Headrix: Geschützte Verbindung

5. August 2020

Teile der Headrix Brillen beim Patent- und Markenamt gelistet

Die Art, wie die Front mit dem Bügel zusammen kommt, ist jetzt eine geschützte Verbindung. Die Entwickler des Berliner Brillenherstellers Headrix konnten sich über die kommenden Jahre einen Gebrauchsmusterschutz sichern, der eine “schraubenlose, klebefreie Befestigung eines Brillenbügels aus Metall in einer Brillenfront aus Kunststoff” ist und bei den Fassungen der Thin Line Kollektion angewandt wird. Was in der Beschreibung so einfach und unaufgeregt klingt, war eine gut einjährige Entwicklungsarbeit. Die Fragestellung lautete: Wie schafft man es, eine individuelle Headrix-Front aus Naitrix mit einem eleganten Brillenbügel aus Metall so zu verbinden, dass dazu weder Schrauben noch Klebstoff benötigt werden.

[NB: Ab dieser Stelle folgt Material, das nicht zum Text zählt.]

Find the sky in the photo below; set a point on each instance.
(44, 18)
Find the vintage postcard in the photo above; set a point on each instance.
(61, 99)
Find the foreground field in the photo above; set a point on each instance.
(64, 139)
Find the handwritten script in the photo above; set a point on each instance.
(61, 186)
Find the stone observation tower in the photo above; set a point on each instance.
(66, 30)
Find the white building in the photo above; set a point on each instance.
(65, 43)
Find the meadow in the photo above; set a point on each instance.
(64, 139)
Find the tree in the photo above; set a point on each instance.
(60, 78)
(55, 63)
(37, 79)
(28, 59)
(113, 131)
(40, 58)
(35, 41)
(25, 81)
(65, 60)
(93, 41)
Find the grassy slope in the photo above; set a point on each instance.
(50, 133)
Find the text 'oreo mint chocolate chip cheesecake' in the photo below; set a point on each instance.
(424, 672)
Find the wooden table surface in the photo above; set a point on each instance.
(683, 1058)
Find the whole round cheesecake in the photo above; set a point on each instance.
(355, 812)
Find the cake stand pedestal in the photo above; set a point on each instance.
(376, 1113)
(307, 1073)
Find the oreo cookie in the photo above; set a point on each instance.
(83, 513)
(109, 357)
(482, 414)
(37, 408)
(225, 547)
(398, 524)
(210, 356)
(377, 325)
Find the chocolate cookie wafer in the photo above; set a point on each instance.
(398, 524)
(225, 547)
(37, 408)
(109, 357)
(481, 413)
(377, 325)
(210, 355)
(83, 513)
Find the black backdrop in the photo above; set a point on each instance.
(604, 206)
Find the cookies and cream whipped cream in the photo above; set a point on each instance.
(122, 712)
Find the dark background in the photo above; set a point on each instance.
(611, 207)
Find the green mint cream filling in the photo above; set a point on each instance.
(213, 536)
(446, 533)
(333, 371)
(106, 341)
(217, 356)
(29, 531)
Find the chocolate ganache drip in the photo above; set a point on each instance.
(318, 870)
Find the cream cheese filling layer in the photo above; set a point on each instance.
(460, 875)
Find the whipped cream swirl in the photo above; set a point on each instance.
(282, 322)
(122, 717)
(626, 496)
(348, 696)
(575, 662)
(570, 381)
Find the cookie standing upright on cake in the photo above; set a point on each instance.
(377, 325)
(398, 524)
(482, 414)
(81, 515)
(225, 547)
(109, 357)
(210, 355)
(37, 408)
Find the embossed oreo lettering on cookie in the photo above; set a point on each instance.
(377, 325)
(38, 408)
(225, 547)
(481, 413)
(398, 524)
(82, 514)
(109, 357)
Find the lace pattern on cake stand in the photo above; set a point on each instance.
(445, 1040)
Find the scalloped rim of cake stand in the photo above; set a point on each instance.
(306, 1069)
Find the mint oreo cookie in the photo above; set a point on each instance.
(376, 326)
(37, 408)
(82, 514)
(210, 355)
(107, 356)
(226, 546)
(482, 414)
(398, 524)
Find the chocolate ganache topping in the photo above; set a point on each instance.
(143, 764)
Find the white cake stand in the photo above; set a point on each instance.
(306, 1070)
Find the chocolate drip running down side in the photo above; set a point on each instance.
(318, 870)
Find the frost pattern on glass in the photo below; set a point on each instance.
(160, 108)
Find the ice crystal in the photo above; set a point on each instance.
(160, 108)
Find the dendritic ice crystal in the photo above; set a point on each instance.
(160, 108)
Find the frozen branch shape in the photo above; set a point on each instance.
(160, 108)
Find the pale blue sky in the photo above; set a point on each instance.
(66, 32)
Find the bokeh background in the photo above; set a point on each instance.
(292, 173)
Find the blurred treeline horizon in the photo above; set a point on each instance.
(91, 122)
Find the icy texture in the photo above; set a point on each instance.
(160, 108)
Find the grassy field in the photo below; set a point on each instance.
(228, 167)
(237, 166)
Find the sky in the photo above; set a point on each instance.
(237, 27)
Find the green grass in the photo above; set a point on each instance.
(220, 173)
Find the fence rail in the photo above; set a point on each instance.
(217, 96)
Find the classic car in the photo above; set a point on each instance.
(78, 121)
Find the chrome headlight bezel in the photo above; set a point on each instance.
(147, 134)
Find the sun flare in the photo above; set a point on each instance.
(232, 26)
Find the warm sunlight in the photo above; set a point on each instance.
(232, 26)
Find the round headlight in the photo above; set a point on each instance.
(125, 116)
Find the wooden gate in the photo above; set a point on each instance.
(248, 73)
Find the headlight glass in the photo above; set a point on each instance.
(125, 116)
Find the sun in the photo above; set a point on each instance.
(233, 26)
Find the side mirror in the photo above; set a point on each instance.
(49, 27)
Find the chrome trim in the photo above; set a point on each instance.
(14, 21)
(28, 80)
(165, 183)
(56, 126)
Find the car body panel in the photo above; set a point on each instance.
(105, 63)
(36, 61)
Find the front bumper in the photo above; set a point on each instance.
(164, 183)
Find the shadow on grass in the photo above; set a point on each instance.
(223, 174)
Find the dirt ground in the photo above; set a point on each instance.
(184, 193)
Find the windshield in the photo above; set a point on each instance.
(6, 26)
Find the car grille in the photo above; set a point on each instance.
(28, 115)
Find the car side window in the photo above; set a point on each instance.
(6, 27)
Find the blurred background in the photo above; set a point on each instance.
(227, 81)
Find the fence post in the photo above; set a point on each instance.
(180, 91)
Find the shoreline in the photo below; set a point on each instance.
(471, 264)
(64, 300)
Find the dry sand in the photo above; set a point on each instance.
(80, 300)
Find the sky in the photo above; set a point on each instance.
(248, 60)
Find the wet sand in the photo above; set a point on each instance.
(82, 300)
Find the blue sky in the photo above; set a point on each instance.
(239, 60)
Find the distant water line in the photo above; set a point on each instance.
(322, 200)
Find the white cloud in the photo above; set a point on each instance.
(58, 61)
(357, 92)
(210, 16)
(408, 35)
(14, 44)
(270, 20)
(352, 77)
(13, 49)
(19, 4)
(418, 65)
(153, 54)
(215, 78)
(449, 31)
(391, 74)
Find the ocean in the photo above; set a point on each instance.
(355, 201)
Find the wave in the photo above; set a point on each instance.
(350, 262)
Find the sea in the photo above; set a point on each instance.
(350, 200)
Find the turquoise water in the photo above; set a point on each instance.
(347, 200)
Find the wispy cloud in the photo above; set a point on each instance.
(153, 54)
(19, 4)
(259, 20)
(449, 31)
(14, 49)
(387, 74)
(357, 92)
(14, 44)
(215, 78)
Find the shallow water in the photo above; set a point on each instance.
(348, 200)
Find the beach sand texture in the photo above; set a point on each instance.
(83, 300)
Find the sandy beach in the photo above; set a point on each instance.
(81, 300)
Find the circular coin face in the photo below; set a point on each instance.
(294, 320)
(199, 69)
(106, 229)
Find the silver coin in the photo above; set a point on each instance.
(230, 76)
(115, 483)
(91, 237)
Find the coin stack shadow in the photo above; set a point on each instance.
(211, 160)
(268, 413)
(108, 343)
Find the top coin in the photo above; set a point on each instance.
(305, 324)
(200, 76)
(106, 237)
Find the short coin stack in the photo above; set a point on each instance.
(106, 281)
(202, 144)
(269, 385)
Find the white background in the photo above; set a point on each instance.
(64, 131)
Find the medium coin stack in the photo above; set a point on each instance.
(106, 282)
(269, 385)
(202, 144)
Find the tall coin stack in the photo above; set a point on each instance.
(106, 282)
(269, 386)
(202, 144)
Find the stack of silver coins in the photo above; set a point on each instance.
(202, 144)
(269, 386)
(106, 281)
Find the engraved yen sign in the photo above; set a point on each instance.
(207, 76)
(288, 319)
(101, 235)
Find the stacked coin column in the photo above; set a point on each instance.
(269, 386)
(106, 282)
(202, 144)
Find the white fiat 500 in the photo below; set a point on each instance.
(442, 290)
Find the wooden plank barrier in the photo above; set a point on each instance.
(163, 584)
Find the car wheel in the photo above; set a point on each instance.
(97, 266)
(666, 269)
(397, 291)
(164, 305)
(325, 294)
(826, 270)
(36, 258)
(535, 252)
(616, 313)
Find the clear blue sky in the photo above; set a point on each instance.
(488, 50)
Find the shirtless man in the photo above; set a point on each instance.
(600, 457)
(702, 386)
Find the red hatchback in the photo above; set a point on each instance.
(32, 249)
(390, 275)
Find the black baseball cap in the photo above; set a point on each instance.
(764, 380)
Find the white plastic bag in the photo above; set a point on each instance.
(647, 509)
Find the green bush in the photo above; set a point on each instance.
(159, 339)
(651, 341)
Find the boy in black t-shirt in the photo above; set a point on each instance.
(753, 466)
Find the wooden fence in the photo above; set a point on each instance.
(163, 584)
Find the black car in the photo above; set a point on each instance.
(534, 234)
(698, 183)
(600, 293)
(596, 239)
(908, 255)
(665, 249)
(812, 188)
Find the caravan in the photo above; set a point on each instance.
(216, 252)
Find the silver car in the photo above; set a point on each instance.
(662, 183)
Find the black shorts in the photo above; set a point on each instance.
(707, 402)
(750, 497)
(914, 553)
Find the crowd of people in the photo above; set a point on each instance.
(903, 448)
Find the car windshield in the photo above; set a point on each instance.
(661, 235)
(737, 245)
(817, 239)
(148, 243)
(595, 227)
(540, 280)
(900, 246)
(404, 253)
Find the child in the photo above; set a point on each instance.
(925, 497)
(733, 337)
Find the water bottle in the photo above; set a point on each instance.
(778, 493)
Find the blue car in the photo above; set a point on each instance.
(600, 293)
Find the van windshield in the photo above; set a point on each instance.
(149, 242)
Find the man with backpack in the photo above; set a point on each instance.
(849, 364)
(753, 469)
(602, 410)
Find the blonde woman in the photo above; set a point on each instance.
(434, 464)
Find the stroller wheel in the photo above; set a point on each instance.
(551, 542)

Das Ergebnis ist unter dem Aktenzeichen 20 2020 002 766.9 seit Mitte Juli im Gebrauchsmusterregister des Deutschen Patent- und Markenamtes eingetragen.

Die Methode basiert auf den Möglichkeiten des industriellen 3D-Drucks, der bei der Produktion der Headrix-Fassungen zum Einsatz kommt. Das Bügelende verfügt über eine Art Zweizack, das sich mit seinen Widerhaken im Inneren der Backe in einer Form passenden Aussparung einrastet. Dabei ist vor allem der präzise Aufbau der Brillenfront aus Kunststoff von Bedeutung, denn die Toleranzen liegen weit unter 0,1 mm. Im Ergebnis entsteht so eine wackelfreie, sichere Verbindung, die völlig schraubenlos und klebefrei ist. Diese durch Gebrauchsmuster geschützte Verbindung, stellt einen weiteren Beitrag zur Nachhaltigkeit in der Produktion der Headrix-Fassungen dar, die ein wichtiger Bereich der Firmenphilosophie ist.